Richly researched and told through the vibrant voices of the comics themselves—including Cherokee citizen Will Rogers and his son Will Rogers Jr., Osage member Ryan Red Corn, Kiowa member Adrianne Chalepah, Oneida member Charlie Hill and more—Kliph Nesteroff’s extraordinary We Had a Little Real Estate Problem: The Unheralded Story of Native Americans and Comedy chronicles a legacy deserving of inclusion in the history of comedy in the U.S. and Canada.
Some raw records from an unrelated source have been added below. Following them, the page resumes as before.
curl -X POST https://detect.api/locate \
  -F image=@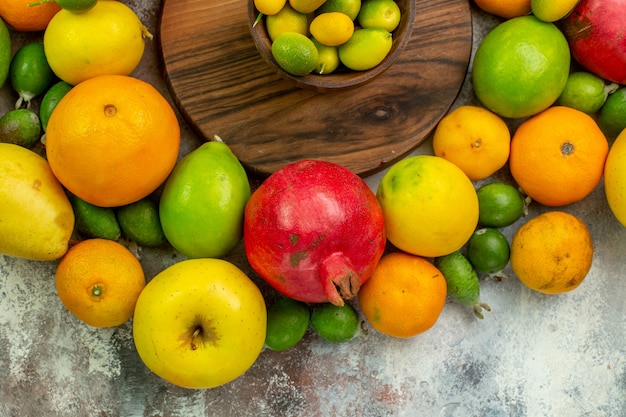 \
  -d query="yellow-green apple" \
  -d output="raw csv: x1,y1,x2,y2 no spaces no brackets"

133,258,267,389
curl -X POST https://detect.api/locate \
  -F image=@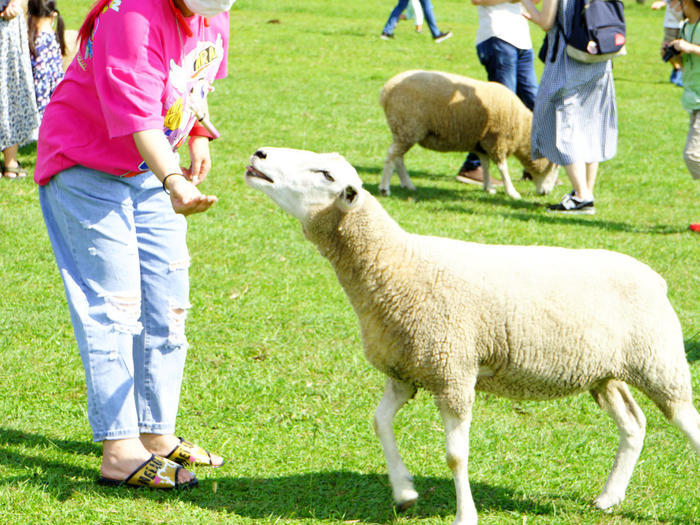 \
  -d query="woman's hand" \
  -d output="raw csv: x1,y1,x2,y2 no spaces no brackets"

183,137,211,186
165,175,217,216
668,38,700,58
0,0,22,20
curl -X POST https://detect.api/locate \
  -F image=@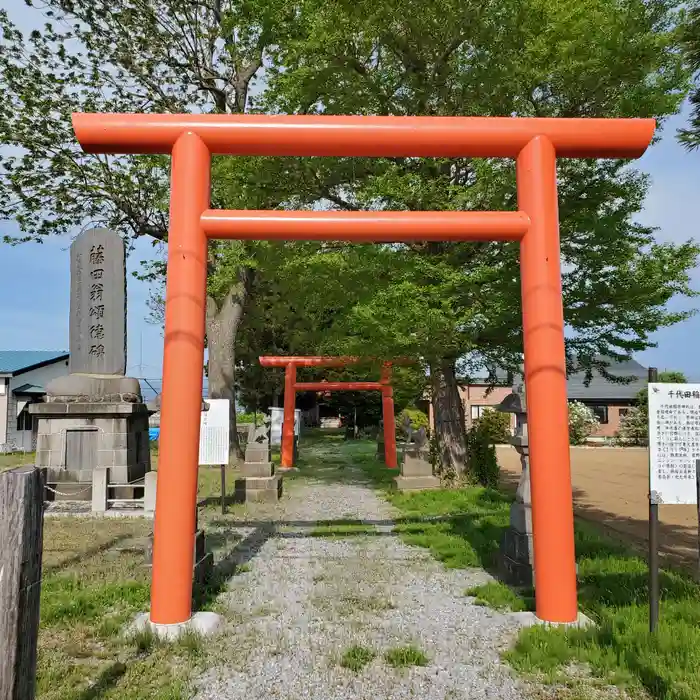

Supporting players include Olympian, actor and member of the Sac and Fox Nation Jim Thorpe, who protested stereotyping in Hollywood Westerns in the 1930s and ’40s, demanding “only American Indians for American Indian parts.” Thorpe’s list of acceptable Native American performers, however, inspired the U.S. government to investigate whether those listed were truly Indigenous or if they were immigrants who were in the country illegally, according to Variety: “Italians, Mexicans, Armenians, and other swarthy-skinned foreigners have been passing themselves off as Indians, figuring no one could then question their entry.”
With the arrival of television, Native comedians-to-be, inspired by shows like “The Tonight Show,” began learning their craft at far-flung casinos and truck stops in the middle of the night. Pay was pathetic, and audiences were sparse and unsure of how to react to a funny Native American, though fellow Indigenous people had no trouble relating to their own. In the 1970s, Charlie Hill, David Letterman, Jay Leno and Robin Williams shared the sidewalk line for a spot on the stage of the Comedy Store, a famous comedy club in Hollywood where scouts would come to spot new talent who, in turn, would help other aspiring comics—as Letterman did when he invited Hill onto his show as his first Native American guest.